As I worked with a special tutor I started to have teeny tiny light bulb moments where something would make sense. BUT I had nowhere for it to mesh up in my math stuff so what I was learning went into short term memory and was gone a few weeks later. Talk about frustrating.
I got open book tests, untimed tests so I got to go sit in an empty office all day if I needed to, and more. I still flunked it several times before the special tutor. I passed beginning algebra with a B. I have no idea what I did to pass the class because when I look at it now I have no idea what to do with even a simple simple algebra problem.
In this situation I truly have no idea what I'd do. I hated taking math tests and would make myself sick because anticipating the test was waaaayyy worse than the test itself.
I'd ask the psychologist what to do. I'd likely just tell her to press onward and do her best. She's right at being a teen and she needs to know that fear and crying won't get her out of life. She's afraid of growing up...life is part of growing up. So I'd not let her off the hook. What would she do for the rest of the year if they're focusing on the tests coming up? Sit quietly at her desk? Sleep all day? Stay home and watch TV? Seriously, what would she be doing if she isn't doing what her whole school is doing?
Having gone through testing in difficult situations and panic disorder/anxiety disorder, and many other school/college situations with similar issues I can say that by just going and doing it I got used to the stress and fear then it had no power over me. I still felt afraid and stressed but it didn't rule my life.
I guess what I'm thinking is that if she doesn't confront her fears while she is young and overcome them she isn't going to go to college, they give tests there and if you don't pass the tests you flunk out. It doesn't matter if you are afraid and stressed out. Even if you have a medical situation that grants you special treatment....you STILL have to take the tests and pass them or you don't pass the class.
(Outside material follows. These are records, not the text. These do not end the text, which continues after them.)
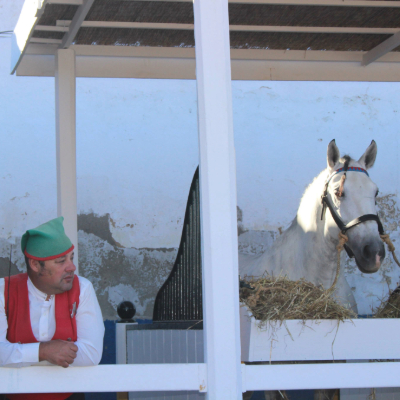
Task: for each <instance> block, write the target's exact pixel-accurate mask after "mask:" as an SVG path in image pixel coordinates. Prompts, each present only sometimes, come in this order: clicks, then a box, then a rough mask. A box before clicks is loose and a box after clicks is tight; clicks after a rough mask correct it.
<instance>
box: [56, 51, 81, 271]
mask: <svg viewBox="0 0 400 400" xmlns="http://www.w3.org/2000/svg"><path fill="white" fill-rule="evenodd" d="M75 86H76V85H75V52H74V51H73V50H70V49H66V50H57V54H56V134H57V140H56V147H57V215H58V216H63V217H64V228H65V232H66V234H67V235H68V237H69V238H70V239H71V241H72V243H73V244H74V245H75V260H76V262H75V265H76V266H77V267H78V220H77V199H76V90H75Z"/></svg>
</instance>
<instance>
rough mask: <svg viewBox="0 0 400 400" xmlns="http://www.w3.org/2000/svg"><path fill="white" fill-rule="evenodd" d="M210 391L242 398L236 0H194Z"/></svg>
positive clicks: (204, 307) (207, 338)
mask: <svg viewBox="0 0 400 400" xmlns="http://www.w3.org/2000/svg"><path fill="white" fill-rule="evenodd" d="M194 19H195V42H196V76H197V100H198V125H199V147H200V191H201V216H202V221H201V229H202V257H203V314H204V315H203V317H204V339H205V340H204V343H205V344H204V349H205V354H204V355H205V362H206V363H207V380H208V385H207V386H208V388H207V399H213V400H224V399H226V400H232V399H241V398H242V378H241V365H240V329H239V287H238V286H239V285H238V246H237V216H236V163H235V148H234V140H233V126H232V125H233V123H232V93H231V67H230V46H229V20H228V0H194Z"/></svg>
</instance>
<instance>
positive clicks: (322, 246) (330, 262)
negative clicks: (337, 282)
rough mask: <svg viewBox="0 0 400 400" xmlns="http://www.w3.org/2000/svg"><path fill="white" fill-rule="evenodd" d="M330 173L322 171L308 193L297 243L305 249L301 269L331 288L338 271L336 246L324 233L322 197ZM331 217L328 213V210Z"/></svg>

Letting her get by and not testing is not a positive step. There may be other things they can do but she needs to confront her fears and take the tests.
I'm going to tell you what happened to me when hubby and I were in Dallas one time, going to the Dallas LDS Temple. We got stuck in horrible traffic and I panicked. I had an unbelievable all out panic attack from being stuck in traffic. I was trapped and couldn't get out and had to get out and couldn't get out OMG!!!
I started yelling at my husband to get me out of traffic and I was crying and shaking and more. He couldn't go anywhere so he yelled back at me to STOP IT! I was going to make us have an accident and get hurt. So STOP IT NOW!
I did and was almost instantly calm. I was still stressed out but I wasn't afraid anymore.
I was able to work through my anxiety/panic stuff and over time I was able to function pretty normally. I still don't speak in public in a situation where I'm stuck in front of people in a stage or platform because I am literally trapped up there and can't just get up and walk away...
So I suggest you talk to the psychologist. I think she needs to do the testing so she can get over her fear, to confront her fear, but your psychologist talks to her and knows what the outcome might be much better than I would.